The booklet is aimed at informing discussions at the National Land Conference by objectively presenting land statistics in a basic form. The NSA established an internal Land Statistics Committee (LSC) specifically to compile and analyse statistics from different sources for the purpose of the land conference.
The statistic series collected by the NSA alone does however not provide a complete picture of the country, since land statistics are generated and managed by different government agencies with defined mandates as part of their administrative records. Therefore, the exercise collected various land statistics mainly from the Agricultural Bank of Namibia, the Ministry of Land Reform, as well as the Namibia Agricultural Union (NAU).
This booklet does provide basic insights from the source data without detailed analysis or inferences. Following data cleaning and validation, basic insights such as percentages, averages, summaries and comparisons were produced.
Where a complete picture of the country is shown, Namibia land mass extent of 824 000 km2 or 82 400 000 hectares. In summary, freehold agricultural (commercial) land constitutes 42 percent of the land surface, followed by communal/customary land at 35 percent. State land which includes parks, restricted areas, townland boundaries and government farms in freehold agricultural land accounts for only 23 percent of the country’s land mass.

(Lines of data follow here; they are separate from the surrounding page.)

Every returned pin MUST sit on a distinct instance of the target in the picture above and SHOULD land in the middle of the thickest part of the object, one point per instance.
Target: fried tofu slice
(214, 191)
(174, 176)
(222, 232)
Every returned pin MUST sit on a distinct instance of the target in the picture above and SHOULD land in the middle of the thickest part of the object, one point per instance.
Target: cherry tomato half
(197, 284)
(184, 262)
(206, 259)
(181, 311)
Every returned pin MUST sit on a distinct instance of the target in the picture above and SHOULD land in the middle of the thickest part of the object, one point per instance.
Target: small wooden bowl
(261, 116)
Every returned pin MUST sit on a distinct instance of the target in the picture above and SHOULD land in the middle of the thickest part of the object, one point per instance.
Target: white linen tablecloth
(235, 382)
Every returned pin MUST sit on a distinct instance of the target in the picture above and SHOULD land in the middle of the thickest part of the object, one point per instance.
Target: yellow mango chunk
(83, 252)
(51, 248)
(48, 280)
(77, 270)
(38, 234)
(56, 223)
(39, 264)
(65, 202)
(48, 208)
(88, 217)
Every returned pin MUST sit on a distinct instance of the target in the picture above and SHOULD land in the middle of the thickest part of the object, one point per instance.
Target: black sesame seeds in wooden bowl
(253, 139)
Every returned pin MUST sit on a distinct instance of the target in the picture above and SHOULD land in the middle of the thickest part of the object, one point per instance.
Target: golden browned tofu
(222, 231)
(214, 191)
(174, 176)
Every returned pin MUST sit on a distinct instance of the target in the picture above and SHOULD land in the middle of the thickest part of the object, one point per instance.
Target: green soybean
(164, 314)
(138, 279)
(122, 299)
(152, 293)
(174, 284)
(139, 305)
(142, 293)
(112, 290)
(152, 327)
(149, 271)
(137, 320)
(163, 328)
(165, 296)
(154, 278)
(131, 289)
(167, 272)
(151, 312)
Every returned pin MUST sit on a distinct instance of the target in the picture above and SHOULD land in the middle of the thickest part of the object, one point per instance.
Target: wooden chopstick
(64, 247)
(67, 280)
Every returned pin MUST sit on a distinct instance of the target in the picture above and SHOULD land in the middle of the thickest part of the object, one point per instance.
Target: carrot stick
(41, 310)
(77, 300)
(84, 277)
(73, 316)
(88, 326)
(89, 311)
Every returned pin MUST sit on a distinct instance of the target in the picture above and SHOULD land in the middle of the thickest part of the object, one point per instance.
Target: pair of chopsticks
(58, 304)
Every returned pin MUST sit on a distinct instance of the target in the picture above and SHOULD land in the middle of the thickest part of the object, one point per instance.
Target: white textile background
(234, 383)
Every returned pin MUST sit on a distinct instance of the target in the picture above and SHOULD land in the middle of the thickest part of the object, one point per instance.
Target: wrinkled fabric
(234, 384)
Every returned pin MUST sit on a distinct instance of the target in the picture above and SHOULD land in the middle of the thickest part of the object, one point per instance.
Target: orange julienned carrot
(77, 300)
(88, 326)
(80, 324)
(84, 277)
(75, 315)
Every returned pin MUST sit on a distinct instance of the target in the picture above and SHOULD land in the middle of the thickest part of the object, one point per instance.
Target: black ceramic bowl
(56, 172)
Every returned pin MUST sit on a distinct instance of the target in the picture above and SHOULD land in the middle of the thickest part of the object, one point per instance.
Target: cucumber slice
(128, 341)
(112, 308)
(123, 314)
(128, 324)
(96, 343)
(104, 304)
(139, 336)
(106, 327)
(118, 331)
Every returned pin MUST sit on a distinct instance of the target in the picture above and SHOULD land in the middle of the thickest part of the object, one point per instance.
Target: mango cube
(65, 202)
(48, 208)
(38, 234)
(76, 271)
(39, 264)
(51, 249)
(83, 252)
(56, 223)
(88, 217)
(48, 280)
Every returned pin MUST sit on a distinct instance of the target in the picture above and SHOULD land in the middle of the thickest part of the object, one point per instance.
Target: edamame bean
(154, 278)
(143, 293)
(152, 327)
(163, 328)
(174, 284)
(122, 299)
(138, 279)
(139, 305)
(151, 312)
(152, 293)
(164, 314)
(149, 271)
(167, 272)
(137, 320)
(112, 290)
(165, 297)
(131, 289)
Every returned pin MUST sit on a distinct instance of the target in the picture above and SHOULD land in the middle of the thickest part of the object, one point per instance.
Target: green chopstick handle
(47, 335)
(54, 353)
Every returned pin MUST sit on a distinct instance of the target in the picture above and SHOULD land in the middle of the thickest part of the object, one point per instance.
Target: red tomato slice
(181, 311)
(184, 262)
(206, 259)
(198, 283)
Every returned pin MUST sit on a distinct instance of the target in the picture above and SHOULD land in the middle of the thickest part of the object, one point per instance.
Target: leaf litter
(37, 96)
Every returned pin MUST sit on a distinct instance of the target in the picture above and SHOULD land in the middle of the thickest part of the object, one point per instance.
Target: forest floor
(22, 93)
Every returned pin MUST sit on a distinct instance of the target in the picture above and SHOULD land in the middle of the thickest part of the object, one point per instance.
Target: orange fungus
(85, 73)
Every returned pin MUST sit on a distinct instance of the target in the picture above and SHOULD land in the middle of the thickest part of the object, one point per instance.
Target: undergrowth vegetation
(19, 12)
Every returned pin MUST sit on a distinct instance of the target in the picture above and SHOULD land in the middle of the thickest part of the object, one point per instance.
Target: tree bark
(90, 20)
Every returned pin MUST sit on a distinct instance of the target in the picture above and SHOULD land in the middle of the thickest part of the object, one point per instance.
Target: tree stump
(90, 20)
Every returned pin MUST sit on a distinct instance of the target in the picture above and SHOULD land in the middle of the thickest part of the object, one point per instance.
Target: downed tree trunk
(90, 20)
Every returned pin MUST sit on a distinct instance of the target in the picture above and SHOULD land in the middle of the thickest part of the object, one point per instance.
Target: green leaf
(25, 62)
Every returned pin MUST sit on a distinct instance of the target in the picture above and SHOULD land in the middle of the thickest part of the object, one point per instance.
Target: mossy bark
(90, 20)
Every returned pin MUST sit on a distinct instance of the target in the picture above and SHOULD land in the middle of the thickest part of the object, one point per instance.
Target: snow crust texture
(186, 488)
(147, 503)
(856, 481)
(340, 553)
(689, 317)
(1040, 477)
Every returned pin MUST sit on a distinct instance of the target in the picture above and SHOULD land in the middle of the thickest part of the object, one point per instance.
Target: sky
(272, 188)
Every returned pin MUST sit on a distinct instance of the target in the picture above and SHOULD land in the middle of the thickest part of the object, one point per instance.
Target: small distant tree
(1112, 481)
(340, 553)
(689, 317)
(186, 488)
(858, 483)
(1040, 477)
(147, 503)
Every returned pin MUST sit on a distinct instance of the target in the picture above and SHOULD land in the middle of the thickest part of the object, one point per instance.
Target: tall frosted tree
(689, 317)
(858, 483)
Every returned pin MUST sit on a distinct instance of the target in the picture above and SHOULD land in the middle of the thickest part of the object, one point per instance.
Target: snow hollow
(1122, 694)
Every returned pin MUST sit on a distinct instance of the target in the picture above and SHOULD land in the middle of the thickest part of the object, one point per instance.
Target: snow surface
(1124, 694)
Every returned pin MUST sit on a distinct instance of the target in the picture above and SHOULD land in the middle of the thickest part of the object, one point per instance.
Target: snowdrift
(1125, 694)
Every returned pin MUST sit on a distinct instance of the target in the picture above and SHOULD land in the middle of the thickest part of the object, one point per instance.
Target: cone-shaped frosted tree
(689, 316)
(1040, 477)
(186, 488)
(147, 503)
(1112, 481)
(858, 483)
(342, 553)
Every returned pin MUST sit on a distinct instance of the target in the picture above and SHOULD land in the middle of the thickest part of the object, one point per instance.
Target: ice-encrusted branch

In terms of freehold agricultural land which constitutes 39.7 million hectares of the country, previously advantaged farmers own 27.9 million hectares (70 percent) while the previously disadvantaged community own 6.4 million hectares (16 percent). Government owns only 5.4 million hectares (14 percent). Females only own 23 percent of the freehold agricultural land while the remaining 77 percent is owned by males.
The statistics further indicate that government acquired more than 3 million hectares under the national resettlement programme while 3.4 million were acquired through the Affirmative Action Loan Scheme under the Agricultural Bank of Namibia from 1992 to 2018. Private commercial banks funded 2.8 million hectares during the same period.